Rendez-vous incontournable de l’été dans l’Hexagone pour les Ultramarins, le Théâtre des outre-mer en Avignon (TOMA) à la chapelle du verbe incarné organisait le 19 juillet une veillée diurne en hommage à Edouard Glissant, disparu le 3 juillet dernier.
Dans le dédale des rues de la cité des papes, au milieu d’un
« carnaval d’affiches et des bals d’échasses », la
chapelle du Verbe incarné est depuis bientôt 15 ans, le lieu où les
compagnies d’outre-mer peuvent participer au plus grand festival
mondial du théâtre. Comme chaque année, une journée était dédiée à
l’œuvre du poète de la relation, le Martiniquais Edouard Glissant.
Pour honorer sa mémoire, des intellectuels comme François
Noudelmann ou Maryse Condé, des personnalités comme Christiane
Taubira ou Françoise Vergès et encore des journalistes comme Edwy
Plenel sont venus en débattre mardi dernier dans la salle qui,
depuis 2007, porte la marque d’Henri Guédon et le nom d’Edouard
Glissant.

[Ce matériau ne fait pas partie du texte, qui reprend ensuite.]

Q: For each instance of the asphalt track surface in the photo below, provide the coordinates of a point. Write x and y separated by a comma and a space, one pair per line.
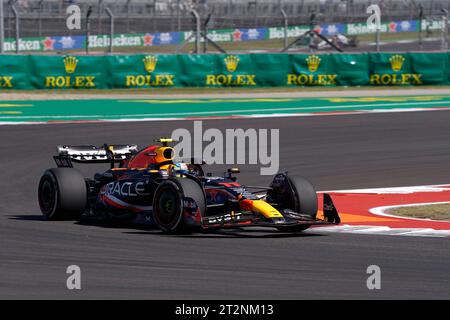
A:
334, 152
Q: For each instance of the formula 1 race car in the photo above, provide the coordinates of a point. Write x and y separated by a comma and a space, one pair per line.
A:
175, 196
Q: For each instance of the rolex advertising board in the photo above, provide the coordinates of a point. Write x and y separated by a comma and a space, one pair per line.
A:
223, 70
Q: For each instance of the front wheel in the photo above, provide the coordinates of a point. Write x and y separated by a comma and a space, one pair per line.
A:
168, 204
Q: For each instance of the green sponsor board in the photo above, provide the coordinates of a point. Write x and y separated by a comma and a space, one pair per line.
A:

La journée était rythmée par des projections de film (Le
tremblement du monde et le droit à l’opacité et le brocoli,
Frontière et muraille, de Mantiah Diawara, La créolisation du
monde, d’Yves Billy et Mattthieu Glissant, Les hommes livres, de
Jean-Noël Christiani), des lectures (par Marianne Basler, Dominik
Bernard et Joël Jernidier, et Greg Germain), des scènes ouvertes
(Sophie bourel, Nicole Dogué et Dominique Laba), des témoignages
(Federica Matta), et s’est achevée par la représentation unique de
l’opéra poétique, Le sel noir, de Matthieu Prual sur un livret
d’Edouard Glissant, avec Denis Lavant et l’ensemble Phoenix.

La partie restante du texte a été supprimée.